Patrick Balozi, a Maasai in his late 20s, had expected a handsome onion harvest earlier this year from a two-acre plot outside Kimana, a settlement near the sanctuary. But one night, he said, a herd of elephants “dug them up systematically, following the rows,” eating the onions and a season’s income.

To Western, such farmers and herders are a constituency to be won over.

The Kenya National Wildlife Assn., a group of landowners, is pressing with Western’s support for changes in legislation to permit financial gain from wild animals on their land.

“There are alternative uses of land other than keeping wild animals without any benefits,” said Koikai Oloitiptip, the association’s interim chairman. “Some of the uses may not be viable in the long run, but people need the money.”

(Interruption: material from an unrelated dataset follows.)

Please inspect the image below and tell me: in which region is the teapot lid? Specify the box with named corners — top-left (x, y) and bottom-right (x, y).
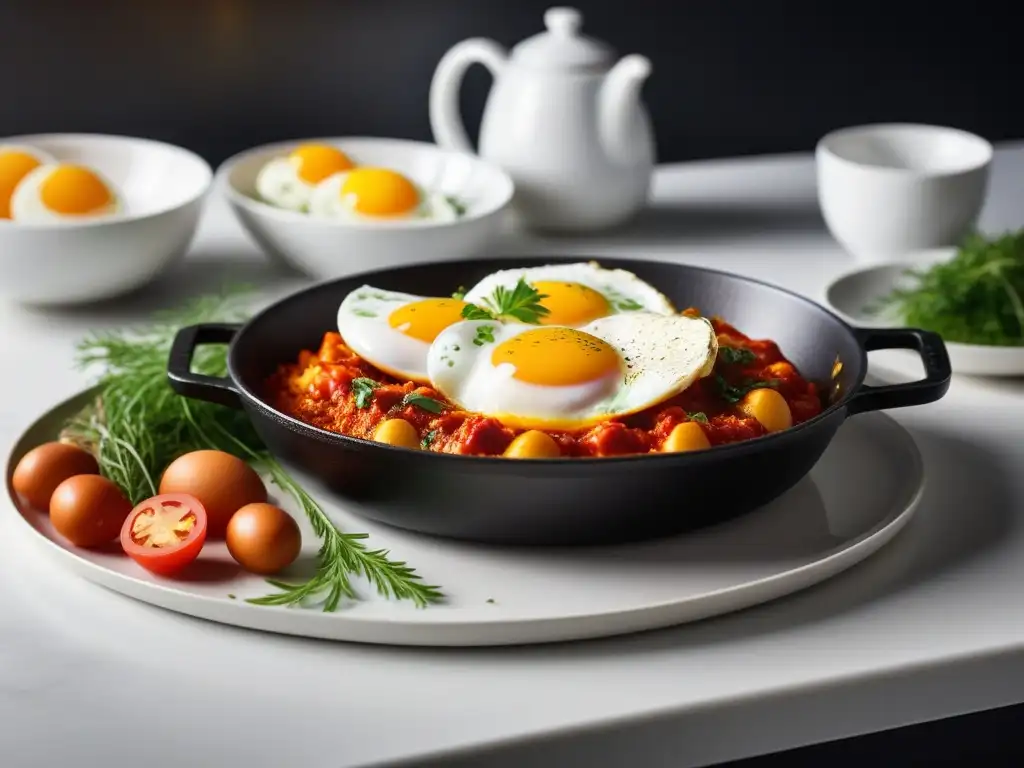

A report published in December 1994 by a five-member team appointed by the Kenya Wildlife Service recommended that landowners and communities be given “authority to utilize wildlife for economic benefits as well as take on certain responsibilities and costs of conservation.”

In addition to running sanctuaries, landowners should be allowed to operate tourist lodges and create jobs through industries such as making leather bags and shoes from the skins of culled animals, the report said.

Advertisement

Kenya licenses operators of lodges and other tourist services, and until now such licenses have not been available to simple farmers and herders.

“If people know they can benefit from those buffalo, then they will protect them,” Western said.

James Githui, chief game warden at Amboseli National Park, supports the approach. He is also responsible for protecting wildlife in the region around the park and said his job would be much easier if more Kenyans could benefit from protecting wildlife.

The idea of allowing any hunting is sure to bring strong opposition from conservationists.

And Western says conservation groups in the United States and Europe are skeptical about grass-roots conservation.